Supreme Court seems divided in property rights dispute
WASHINGTON— A divided Supreme Court struggled on Monday over a property rights dispute that could make it tougher for state and local governments to limit development in coastal areas.
The case involves a family’s effort to sell part of its riverfront land in Wisconsin. The family planned to use the money from a vacant lot they own to pay for improvements on a cabin that sits on the parcel next door.
But county officials nixed the sale for violating local conservation rules and treated the lots as a single property that can’t be split up. The family says that’s unfair and claims the government should pay what the vacant parcel is worth — up to $400,000. The government argues that when viewed as a whole, the land remains quite valuable and the family is owed nothing.

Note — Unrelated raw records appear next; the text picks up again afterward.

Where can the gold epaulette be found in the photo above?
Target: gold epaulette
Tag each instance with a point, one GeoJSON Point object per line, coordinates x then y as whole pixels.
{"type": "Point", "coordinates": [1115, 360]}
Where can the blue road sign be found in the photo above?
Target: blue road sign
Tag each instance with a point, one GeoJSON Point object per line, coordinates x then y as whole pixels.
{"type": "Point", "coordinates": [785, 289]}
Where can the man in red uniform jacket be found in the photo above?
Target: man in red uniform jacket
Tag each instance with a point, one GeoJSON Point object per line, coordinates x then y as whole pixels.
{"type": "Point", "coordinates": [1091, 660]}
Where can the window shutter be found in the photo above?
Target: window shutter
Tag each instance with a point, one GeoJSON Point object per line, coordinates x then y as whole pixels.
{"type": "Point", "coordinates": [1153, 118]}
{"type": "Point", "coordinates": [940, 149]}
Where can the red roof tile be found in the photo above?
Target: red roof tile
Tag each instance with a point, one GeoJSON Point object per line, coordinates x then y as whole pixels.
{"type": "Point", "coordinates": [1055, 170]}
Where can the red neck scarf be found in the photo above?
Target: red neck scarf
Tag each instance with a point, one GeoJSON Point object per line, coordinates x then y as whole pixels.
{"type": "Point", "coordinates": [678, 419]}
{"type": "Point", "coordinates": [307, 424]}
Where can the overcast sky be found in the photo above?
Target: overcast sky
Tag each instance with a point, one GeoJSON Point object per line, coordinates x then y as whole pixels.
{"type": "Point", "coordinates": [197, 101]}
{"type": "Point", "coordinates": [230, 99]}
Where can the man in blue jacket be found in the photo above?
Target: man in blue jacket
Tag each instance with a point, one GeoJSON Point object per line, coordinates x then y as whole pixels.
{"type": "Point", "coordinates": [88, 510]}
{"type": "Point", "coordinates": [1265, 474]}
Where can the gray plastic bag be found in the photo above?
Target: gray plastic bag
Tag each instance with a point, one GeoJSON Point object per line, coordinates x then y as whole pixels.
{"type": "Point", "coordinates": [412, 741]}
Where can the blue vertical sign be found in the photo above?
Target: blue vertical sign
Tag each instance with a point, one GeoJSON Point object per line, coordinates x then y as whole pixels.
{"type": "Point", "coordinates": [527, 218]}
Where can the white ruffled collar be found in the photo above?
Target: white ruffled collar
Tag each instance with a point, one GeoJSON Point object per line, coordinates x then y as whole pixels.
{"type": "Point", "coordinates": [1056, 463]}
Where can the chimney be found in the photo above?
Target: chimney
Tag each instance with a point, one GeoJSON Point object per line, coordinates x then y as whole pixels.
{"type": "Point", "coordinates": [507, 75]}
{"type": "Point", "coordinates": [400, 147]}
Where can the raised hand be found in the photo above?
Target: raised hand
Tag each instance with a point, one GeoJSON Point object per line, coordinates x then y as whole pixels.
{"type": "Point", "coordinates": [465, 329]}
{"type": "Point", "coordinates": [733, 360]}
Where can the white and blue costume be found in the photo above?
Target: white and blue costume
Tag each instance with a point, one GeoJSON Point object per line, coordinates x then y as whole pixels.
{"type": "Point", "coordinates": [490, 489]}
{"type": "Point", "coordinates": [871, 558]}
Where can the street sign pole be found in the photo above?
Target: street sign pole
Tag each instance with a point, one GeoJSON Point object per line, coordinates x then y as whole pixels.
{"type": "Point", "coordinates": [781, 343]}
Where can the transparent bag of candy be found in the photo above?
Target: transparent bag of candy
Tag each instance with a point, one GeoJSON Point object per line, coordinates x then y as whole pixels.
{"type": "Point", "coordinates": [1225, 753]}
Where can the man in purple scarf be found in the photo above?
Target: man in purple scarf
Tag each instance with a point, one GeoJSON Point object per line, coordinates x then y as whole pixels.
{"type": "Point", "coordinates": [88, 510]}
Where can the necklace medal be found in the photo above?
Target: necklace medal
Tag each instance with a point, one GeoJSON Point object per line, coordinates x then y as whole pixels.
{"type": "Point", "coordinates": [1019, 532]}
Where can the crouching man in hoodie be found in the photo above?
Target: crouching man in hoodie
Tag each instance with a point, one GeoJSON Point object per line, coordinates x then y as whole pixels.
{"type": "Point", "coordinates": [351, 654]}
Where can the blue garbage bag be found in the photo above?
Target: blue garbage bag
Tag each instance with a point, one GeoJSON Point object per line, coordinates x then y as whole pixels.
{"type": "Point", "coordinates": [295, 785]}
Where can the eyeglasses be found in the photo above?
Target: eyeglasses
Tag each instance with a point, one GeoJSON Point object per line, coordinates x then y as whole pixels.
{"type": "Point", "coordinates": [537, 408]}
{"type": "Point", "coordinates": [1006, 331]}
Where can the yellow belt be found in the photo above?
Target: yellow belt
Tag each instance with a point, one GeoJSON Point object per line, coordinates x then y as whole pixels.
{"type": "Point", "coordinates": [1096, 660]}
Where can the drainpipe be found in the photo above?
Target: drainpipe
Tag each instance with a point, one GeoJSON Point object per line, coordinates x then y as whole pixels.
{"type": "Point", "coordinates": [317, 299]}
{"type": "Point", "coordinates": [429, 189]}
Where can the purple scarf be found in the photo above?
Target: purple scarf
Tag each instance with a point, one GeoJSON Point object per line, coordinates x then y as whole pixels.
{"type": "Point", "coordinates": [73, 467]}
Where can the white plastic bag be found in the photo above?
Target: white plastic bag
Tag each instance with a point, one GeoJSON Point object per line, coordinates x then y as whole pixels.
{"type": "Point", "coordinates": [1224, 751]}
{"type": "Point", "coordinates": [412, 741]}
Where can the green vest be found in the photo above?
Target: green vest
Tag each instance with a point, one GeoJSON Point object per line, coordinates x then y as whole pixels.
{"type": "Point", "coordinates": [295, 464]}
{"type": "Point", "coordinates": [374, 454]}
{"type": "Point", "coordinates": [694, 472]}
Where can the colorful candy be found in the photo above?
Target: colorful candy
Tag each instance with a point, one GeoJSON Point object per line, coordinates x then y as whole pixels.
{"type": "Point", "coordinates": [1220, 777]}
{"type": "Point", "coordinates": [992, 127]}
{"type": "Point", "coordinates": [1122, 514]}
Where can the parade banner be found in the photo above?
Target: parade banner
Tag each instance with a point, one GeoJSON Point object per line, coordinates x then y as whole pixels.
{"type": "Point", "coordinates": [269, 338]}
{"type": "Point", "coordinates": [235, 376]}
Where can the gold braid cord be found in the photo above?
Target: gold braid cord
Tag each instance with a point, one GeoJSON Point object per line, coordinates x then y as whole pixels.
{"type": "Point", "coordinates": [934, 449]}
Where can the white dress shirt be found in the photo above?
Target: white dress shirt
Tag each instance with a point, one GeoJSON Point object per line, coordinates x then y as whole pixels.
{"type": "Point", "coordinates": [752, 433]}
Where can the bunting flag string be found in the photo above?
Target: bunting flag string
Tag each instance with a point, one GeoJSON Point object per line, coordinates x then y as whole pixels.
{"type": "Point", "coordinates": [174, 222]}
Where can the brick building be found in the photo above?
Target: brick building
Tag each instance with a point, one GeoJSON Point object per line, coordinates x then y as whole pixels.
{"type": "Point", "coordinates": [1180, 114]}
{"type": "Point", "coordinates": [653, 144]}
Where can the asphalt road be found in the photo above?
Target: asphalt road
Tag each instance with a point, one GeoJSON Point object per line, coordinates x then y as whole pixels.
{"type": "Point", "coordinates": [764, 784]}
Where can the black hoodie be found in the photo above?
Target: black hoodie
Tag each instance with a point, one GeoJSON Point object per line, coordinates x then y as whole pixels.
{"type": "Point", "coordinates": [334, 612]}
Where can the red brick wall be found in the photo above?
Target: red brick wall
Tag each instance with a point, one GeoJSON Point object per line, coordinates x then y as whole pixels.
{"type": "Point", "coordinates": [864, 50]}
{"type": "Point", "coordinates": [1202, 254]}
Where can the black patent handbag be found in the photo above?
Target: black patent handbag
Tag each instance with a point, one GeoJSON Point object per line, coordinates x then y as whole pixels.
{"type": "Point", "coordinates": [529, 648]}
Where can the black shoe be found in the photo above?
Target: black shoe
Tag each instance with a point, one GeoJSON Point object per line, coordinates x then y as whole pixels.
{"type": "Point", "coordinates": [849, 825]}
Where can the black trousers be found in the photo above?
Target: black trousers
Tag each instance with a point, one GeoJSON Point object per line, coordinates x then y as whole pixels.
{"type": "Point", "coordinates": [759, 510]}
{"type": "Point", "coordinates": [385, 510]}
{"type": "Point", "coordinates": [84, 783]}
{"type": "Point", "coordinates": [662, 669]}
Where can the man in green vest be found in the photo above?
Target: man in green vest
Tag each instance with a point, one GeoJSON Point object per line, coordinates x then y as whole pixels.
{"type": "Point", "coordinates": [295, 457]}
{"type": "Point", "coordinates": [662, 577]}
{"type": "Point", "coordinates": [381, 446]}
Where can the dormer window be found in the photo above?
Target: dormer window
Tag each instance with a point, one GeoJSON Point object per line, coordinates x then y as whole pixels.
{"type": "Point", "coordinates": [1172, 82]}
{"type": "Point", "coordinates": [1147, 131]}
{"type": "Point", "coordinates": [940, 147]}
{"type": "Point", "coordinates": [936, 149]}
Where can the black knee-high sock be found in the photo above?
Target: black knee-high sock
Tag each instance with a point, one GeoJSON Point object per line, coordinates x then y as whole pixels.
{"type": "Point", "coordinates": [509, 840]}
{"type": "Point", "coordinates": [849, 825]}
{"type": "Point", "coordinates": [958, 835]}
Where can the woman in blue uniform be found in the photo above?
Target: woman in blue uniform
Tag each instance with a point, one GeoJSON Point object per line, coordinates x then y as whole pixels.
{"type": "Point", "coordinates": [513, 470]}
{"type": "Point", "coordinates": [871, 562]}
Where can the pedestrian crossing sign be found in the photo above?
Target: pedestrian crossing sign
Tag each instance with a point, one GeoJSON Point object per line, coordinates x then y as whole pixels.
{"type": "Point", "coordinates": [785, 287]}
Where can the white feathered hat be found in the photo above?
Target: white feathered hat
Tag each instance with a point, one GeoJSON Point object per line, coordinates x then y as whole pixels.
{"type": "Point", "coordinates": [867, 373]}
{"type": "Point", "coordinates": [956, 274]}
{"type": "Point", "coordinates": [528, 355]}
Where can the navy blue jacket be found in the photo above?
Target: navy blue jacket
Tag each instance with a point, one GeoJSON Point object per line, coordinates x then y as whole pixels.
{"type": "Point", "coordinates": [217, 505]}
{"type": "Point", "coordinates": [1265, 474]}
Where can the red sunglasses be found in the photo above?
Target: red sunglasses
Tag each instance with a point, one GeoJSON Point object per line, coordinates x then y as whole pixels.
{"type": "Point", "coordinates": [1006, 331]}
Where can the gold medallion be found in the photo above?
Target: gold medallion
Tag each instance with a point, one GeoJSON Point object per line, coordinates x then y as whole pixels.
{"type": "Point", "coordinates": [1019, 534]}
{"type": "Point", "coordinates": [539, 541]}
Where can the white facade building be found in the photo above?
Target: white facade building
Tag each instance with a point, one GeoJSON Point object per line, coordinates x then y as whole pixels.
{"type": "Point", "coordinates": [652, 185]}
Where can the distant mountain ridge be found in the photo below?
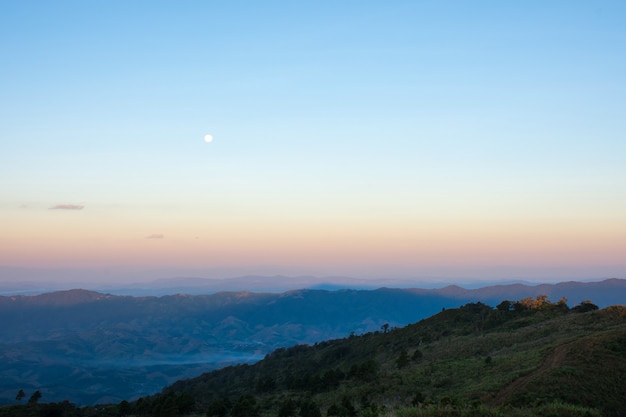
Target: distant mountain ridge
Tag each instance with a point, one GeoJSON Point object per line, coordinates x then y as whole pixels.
{"type": "Point", "coordinates": [92, 347]}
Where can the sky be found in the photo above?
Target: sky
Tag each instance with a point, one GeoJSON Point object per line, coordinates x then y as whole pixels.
{"type": "Point", "coordinates": [401, 139]}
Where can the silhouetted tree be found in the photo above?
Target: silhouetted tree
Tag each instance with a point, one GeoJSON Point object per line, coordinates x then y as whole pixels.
{"type": "Point", "coordinates": [287, 408]}
{"type": "Point", "coordinates": [585, 306]}
{"type": "Point", "coordinates": [309, 408]}
{"type": "Point", "coordinates": [35, 397]}
{"type": "Point", "coordinates": [217, 408]}
{"type": "Point", "coordinates": [20, 395]}
{"type": "Point", "coordinates": [124, 409]}
{"type": "Point", "coordinates": [246, 406]}
{"type": "Point", "coordinates": [403, 359]}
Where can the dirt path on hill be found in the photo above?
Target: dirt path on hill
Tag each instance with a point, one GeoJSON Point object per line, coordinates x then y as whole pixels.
{"type": "Point", "coordinates": [552, 361]}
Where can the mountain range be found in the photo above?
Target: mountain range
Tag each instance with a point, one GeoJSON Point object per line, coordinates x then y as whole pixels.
{"type": "Point", "coordinates": [93, 347]}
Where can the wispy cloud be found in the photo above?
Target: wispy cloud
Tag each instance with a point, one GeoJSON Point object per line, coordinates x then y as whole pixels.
{"type": "Point", "coordinates": [155, 236]}
{"type": "Point", "coordinates": [67, 207]}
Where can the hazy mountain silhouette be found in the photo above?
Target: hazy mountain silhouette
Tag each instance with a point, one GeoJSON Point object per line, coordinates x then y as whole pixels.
{"type": "Point", "coordinates": [93, 347]}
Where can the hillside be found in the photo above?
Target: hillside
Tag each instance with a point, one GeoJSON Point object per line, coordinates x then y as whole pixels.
{"type": "Point", "coordinates": [513, 358]}
{"type": "Point", "coordinates": [94, 348]}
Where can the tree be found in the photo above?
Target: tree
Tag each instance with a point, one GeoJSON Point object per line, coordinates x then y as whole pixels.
{"type": "Point", "coordinates": [217, 408]}
{"type": "Point", "coordinates": [20, 395]}
{"type": "Point", "coordinates": [403, 359]}
{"type": "Point", "coordinates": [35, 397]}
{"type": "Point", "coordinates": [124, 409]}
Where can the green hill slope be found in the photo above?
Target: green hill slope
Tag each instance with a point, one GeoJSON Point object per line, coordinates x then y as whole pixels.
{"type": "Point", "coordinates": [525, 358]}
{"type": "Point", "coordinates": [518, 357]}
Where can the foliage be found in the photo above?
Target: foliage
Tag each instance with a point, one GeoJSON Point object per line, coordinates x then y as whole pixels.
{"type": "Point", "coordinates": [539, 358]}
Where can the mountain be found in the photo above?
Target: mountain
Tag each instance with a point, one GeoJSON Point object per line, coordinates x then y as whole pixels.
{"type": "Point", "coordinates": [520, 359]}
{"type": "Point", "coordinates": [92, 347]}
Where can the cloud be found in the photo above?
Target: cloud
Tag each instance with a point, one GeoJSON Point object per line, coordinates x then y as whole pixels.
{"type": "Point", "coordinates": [67, 207]}
{"type": "Point", "coordinates": [155, 236]}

The case has drawn interest from property rights and business groups that say such rules let the government avoid paying landowners for restricting land use. The Constitution requires compensation if government regulations take away a property’s economic value.
During a one-hour argument, the court’s four liberal justices seemed to side with state and local officials, while conservative justices were generally more skeptical. Justice Anthony Kennedy — often a swing vote in close cases — asked tough questions of both sides.
More than 100 cities and counties across the U.S. have similar “merger” restrictions that treat two adjacent properties as one if they have the same owner.
READ MORE: Justices to hear property rights dispute over family’s land
The Murrs’ lawyer, John Groen, told the justices the lots should be viewed as “independent, discrete, and separate parcels” because that is the way they were originally drawn up and have been taxed for years.
But Justice Elena Kagan said the Murrs seem to want to rely on state law as it originally drew up the property lines, but ignore revisions to the law that treat side-by-side lots as a single parcel if they have the same owner.
“If we’re looking to state law, let’s look to state law, the whole ball of wax,” Kagan said.
Wisconsin Solicitor General Misha Tseytlin argued that the two lots “have merged for all relevant purposes under state law.” He said state officials also considered as a factor the reasonable expectations of the property owners.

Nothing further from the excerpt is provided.